衛星からみるアマゾン川流域の干ばつ - ピンクカワイルカの大量死 -
2023年10月24日
人工衛星による内水の観測
このアマゾン川の干ばつと水温の上昇は衛星からどう見えるのでしょうか。
図1は、アメリカのPlanet衛星がとらえた、カワイルカの大量死が起こったテフェ湖周辺の9月に撮影された光学画像です。過去2年の同じ月と比べ、2023年は水位が下がり、湖底の土色が見えています。
図2は、全球降水観測(GPM)計画の下、GPM主衛星に搭載された二周波降水レーダ(DPR)を中心に、複数の降水を観測する衛星や静止気象衛星を組み合わせて開発された衛星全球降水マップ(GSMaP)の、テフェ湖周辺の干ばつ指数の分布です。負の値ほど干ばつ傾向が強く、2023年はテフェ湖周辺で例外的な干ばつとなっているのが分かります。
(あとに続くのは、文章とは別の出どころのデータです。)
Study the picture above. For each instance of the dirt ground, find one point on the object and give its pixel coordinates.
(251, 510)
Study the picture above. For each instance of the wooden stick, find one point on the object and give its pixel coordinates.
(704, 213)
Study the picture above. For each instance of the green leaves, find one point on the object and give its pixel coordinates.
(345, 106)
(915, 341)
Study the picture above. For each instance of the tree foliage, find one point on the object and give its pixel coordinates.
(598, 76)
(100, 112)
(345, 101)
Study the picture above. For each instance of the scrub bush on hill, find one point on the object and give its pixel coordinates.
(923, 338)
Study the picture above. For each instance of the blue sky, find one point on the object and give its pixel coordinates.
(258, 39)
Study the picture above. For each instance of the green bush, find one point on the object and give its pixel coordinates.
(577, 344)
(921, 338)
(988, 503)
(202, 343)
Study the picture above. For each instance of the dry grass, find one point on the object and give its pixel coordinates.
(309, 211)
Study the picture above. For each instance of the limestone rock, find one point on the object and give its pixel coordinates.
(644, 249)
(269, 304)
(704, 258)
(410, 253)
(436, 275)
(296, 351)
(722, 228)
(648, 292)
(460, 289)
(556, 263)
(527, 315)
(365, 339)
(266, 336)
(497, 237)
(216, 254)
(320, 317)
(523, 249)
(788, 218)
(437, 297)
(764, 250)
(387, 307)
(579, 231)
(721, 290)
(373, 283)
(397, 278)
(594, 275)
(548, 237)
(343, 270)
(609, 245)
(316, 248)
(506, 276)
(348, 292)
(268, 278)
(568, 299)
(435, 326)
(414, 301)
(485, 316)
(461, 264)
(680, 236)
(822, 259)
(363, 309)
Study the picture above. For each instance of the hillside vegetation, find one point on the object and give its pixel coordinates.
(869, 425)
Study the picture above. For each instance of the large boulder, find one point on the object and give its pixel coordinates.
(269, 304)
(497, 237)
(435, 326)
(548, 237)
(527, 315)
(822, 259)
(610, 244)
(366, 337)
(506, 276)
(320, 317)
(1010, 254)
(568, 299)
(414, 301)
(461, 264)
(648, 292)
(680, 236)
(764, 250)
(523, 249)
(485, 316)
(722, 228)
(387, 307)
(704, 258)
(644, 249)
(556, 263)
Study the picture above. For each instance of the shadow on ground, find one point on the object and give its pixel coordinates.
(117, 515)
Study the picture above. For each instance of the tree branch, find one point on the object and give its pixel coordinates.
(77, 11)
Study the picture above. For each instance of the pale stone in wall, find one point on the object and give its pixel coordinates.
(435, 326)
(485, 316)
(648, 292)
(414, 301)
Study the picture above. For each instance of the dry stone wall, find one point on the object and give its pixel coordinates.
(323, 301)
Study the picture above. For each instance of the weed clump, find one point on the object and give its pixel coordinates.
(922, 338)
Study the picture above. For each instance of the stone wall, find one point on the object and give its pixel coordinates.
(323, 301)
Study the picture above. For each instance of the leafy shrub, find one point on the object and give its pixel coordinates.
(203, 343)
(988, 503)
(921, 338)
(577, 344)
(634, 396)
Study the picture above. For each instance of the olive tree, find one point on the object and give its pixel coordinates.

図3は、GCOM-C「しきさい」搭載の多波長光学放射計SGLIが観測した海面水温の気候値からの偏差です。アマゾン川のような川幅の広い河川は衛星から水温も確認することができます。報道の通り、2023年9月は水温が例年より高くなっていることが分かります。
図4は図2と同様にSGLIが観測したテフェ湖周辺の1か月平均水温の偏差の時系列です。アマゾン川流域は11月~4月が雨季で河川に流入する水量が多いため水温が下がり、乾季には水量が減り水温が上がります。過去2年間と比較し、2023年は水温が5月頃から高い水準で、干ばつの影響を受けたと考えられます。
干ばつの河川周辺の植物への影響
干ばつにより水生動物は大きな被害を受けましたが、記録的な干ばつはテフェ湖周辺の植物にはどのような影響をもたらしているのでしょうか。図5はSGLIの観測から算出されたテフェ湖周辺の植生指数(NDVI)とその平年値からの偏差の分布です。この図からは、テフェ湖周辺の植生指数は上昇し、植物が増えていることが分かります(図6の年変化も参照)。日本のような温帯で生活していると、干ばつというと直感的に植物が枯れてしまうイメージが湧くのではと思いますが、アマゾンのような熱帯雨林では植物は水よりも太陽光に応答して活性化し、雨の少ない乾季に活性化するサイクルを持つため(光制限)*2、今回の干ばつの際も植生指数は下がらなかったと推察されます。*2 アマゾン熱帯雨林の季節変化検出に関する独自アルゴリズム開発(千葉大学プレスリリース)
干ばつはカワイルカや魚類だけでなく、人間の生活にも大きく影響を与えています。テフェ湖の湖岸の町テフェは、約6万人が生活するアマゾン一の都市であるマナウスに次ぐアマゾネス州の州都でありますが、周囲のアマゾン川流域の都市と同様、道路での往来ができず、航空機か船舶で訪れるしかありません。今回の干ばつで、船で数10分の距離の移動に数時間かかる地域も出ており、物資の流通に支援が必要な状態となっています。
今回のアマゾン川流域で記録的な干ばつが発生した原因にはエルニーニョ現象*3があると考えられています(エルニーニョ時、中米~南米北部では少雨傾向とされる)。今後は気候変動の影響も加わり、世界一の流域面積を誇るアマゾン川でも、カワイルカを見かけることがより難しくなってしまうかもしれません。
地球環境は、GCOM-Cなどの地球観測衛星によってモニタリング*4されています。そうして得たデータは気候変動の解明にも役立てられています。
*3 エルニーニョ現象とは
*4 衛星でのモニタリング「El Nino Watch(エルニーニョウオッチ)」
地球環境は、GCOM-Cなどの地球観測衛星によってモニタリング*4されています。そうして得たデータは気候変動の解明にも役立てられています。